HIPAA privacy regulations hinder research efforts
Privacy regulations under the Health Insurance Portability and Accountability Act (HIPAA) were designed to protect patients’ medical records and personal health information. But these regulations have inadvertently affected the productivity and the ability of researchers to conduct studies.
Two recent studies underscore the problems. Results of the first study were presented during the AAOS 2005 Annual Meeting. Arabella I. Leet, MD, and Gail S. Chorney, MD, focused on research in pediatric orthopaedics. A second study, from the University of Michigan Cardiovascular Center, focused on outcomes research and was published in the Archives of Internal Medicine.
Impact on orthopaedic research
According to Drs. Leet and Chorney, HIPAA privacy regulations have reduced both the number of research studies being conducted and participation by patients. The regulations also have made conducting research more time consuming and costly. Their electronic survey, sent to members of the Pediatric Orthopaedic Society of North America, yielded a 19 percent response rate (115 respondents). Nearly two-thirds of respondents (64 percent) were full-time academic surgeons.
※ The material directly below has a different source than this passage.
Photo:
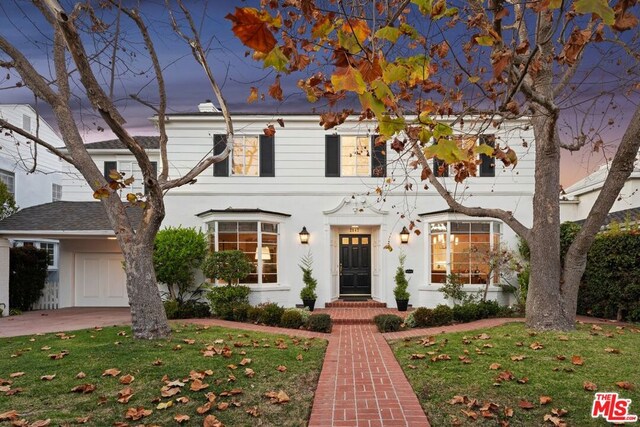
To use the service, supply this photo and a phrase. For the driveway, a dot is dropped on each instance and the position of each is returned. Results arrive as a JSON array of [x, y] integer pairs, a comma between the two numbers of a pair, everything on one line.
[[64, 319]]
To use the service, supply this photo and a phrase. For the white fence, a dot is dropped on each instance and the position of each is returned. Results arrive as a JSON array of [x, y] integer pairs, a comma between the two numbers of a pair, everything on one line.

Among their findings:
Nearly nine in 10 respondents (89 percent) reported that they spent more time on paperwork involved in obtaining institutional review board approval.
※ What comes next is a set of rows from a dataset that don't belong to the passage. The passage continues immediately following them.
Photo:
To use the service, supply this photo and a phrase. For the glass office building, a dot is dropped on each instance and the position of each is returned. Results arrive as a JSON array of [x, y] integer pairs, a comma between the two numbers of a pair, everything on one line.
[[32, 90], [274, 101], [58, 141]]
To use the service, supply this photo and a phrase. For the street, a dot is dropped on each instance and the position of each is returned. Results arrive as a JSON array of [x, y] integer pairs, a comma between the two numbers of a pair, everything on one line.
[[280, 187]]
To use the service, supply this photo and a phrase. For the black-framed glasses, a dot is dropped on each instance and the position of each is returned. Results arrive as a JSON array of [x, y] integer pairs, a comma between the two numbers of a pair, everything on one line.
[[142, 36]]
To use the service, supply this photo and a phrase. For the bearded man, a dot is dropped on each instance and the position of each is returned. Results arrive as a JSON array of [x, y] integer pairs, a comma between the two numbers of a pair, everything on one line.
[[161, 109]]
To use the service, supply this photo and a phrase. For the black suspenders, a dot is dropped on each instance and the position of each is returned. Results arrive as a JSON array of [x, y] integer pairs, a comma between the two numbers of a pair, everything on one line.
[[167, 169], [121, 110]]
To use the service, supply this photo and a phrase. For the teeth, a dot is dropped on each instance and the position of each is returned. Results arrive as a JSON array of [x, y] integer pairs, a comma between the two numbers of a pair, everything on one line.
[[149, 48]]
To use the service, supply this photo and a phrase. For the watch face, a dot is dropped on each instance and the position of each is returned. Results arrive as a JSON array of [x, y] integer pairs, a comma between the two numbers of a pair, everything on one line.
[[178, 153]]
Nearly four in 10 respondents (38 percent) abandoned projects when the HIPAA privacy regulations were initiated. About 40 percent of respondents reported that the cohort size of their studies decreased.
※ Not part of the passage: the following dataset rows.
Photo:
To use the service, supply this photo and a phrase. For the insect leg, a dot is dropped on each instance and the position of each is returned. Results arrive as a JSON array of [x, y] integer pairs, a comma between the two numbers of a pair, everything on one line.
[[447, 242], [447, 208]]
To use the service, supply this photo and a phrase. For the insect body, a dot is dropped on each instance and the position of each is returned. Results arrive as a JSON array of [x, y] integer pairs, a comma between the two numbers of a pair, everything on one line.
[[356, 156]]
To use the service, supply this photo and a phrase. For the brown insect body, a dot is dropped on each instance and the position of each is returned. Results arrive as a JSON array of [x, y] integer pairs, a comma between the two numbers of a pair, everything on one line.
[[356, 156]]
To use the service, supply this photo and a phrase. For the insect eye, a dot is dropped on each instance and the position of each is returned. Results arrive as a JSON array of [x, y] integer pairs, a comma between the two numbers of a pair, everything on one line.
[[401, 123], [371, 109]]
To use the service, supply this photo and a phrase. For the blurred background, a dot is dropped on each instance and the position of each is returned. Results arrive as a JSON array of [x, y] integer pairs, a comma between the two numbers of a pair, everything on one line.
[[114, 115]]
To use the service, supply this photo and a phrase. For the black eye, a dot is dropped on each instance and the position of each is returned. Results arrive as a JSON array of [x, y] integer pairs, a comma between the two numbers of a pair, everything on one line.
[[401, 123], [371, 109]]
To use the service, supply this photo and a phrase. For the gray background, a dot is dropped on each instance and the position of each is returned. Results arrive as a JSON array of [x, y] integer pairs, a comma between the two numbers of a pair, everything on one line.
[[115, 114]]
The number of research projects or papers completed by respondents significantly dropped during the first year after HIPAA privacy implementation.
Effect on outcomes data
HIPAA requires that patients sign a written authorization before their medical records can be reviewed or follow-up phone surveys conducted. Researchers at the University of Michigan found that the patient consent rate to participate in follow-up research dropped from 96 percent before HIPAA (when a phone call was used to request consent) to 34 percent after HIPAA (when a mailed consent form was used).
The cost of being HIPAA-compliant was considerable. The team determined that computing time, staff hours, office supplies and postage would total more than $8,700 in the first year of a research project, and more than $4,500 per year after that, in addition to the usual costs.
Finally, researchers found that the data could be skewed based on patient participation. Patients who returned the written consents were more likely to be older, married and white than those who refused to consent or didn’t answer.